魔女は泣いた。己の力を悔いた。己の力があるから、己が孤独になるのだと。こんな力、はじめからなければよかったのだと。
だが……人々は、その魔女を孤独に追いつめたその国の人々は、魔女をさらに追い詰めるべく……魔女をこの世界から排除するべく、うごき始めた。
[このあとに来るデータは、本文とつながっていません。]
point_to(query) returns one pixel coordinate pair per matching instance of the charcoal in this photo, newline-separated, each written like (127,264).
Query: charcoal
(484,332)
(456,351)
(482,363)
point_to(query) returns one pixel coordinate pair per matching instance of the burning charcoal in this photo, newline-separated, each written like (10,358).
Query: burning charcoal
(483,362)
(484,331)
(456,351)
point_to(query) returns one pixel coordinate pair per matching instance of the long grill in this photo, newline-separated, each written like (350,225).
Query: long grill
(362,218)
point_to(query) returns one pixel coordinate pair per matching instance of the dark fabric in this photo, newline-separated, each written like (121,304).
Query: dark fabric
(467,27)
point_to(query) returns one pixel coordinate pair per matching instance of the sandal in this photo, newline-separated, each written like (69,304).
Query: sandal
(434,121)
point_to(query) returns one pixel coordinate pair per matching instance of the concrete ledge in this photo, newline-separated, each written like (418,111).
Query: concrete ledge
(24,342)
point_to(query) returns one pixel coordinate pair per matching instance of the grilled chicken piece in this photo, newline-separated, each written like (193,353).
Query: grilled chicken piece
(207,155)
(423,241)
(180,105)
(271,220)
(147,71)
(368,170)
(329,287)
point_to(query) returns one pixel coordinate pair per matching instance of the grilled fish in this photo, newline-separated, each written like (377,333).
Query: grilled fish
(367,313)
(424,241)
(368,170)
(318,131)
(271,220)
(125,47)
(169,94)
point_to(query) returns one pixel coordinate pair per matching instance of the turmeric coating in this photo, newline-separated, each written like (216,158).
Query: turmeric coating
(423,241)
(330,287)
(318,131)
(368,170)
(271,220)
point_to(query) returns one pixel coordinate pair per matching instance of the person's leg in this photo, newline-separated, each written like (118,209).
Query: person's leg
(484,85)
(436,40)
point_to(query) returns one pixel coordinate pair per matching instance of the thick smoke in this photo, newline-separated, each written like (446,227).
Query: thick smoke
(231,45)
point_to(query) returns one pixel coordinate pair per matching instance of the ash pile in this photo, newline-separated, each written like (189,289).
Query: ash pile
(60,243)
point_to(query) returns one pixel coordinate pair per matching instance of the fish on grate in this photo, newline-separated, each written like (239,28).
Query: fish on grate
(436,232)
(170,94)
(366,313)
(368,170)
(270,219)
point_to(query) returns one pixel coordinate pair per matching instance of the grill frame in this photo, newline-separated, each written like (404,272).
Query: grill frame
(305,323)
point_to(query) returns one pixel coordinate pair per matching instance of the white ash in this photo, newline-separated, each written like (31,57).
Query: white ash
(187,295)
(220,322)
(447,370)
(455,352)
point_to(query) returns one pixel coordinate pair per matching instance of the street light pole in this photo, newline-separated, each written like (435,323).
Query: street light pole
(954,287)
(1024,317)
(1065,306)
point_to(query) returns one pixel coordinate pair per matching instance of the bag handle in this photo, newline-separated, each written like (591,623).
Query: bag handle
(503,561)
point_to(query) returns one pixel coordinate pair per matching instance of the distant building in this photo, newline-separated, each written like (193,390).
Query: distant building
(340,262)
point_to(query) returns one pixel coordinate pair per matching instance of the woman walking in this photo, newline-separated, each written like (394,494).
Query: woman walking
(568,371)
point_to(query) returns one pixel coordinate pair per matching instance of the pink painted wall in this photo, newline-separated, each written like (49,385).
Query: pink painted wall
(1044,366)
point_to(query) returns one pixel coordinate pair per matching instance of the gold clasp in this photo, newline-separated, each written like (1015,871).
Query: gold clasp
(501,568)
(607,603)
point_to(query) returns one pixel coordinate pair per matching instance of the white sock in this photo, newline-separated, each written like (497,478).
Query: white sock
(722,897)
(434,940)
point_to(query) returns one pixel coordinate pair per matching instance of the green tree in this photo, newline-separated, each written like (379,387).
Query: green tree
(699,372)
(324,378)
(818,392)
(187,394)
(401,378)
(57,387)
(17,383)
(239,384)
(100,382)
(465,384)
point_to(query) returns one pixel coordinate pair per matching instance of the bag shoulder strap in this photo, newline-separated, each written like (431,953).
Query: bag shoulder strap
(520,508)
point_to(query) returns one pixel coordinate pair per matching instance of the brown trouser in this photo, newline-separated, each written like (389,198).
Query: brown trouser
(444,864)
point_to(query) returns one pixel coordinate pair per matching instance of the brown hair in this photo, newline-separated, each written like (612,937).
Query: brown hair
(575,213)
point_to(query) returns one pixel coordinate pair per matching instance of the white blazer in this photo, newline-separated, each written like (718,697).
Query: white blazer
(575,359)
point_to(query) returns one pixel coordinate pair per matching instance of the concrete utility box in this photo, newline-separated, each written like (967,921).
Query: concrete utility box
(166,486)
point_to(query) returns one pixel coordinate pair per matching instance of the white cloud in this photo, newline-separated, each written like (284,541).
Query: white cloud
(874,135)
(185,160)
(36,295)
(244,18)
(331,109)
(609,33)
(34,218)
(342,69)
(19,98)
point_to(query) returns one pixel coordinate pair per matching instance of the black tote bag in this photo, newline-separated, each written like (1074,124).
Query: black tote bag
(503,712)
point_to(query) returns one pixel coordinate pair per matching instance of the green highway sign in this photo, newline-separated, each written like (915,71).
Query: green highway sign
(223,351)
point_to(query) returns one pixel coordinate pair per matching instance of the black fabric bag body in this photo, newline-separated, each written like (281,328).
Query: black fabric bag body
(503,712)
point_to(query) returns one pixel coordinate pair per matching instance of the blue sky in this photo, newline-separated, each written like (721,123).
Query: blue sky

魔女は拘束それ、人々の前に晒し者にされ、死刑を宣告された。見せしめとして、世界を恐怖に陥れたその罰として、魔女は、殺されることとなった。
魔女は怒り狂った。己のすべての力をつかって復讐してやると、己の怒りをこの世界に残してやると、己の不幸をこの世界に残してやると、二つの魔法をつかった。
一つは———異形の化け物を生み出す魔法。のちに『イマジン』と呼ばれるようになる、人類を脅かす、魔力を帯びた怪物。
そしてもう一つが、自身と同じように、人類に畏怖の目を向けられる存在、魔法を使うことができる存在……『魔法使い』を、呪いとして、人々に植え付け、残した。
世界に自分のように不幸なものが現れることを望んで、自身の怒りが、世界を滅ぼすことを望んで———その魔女は、消えた。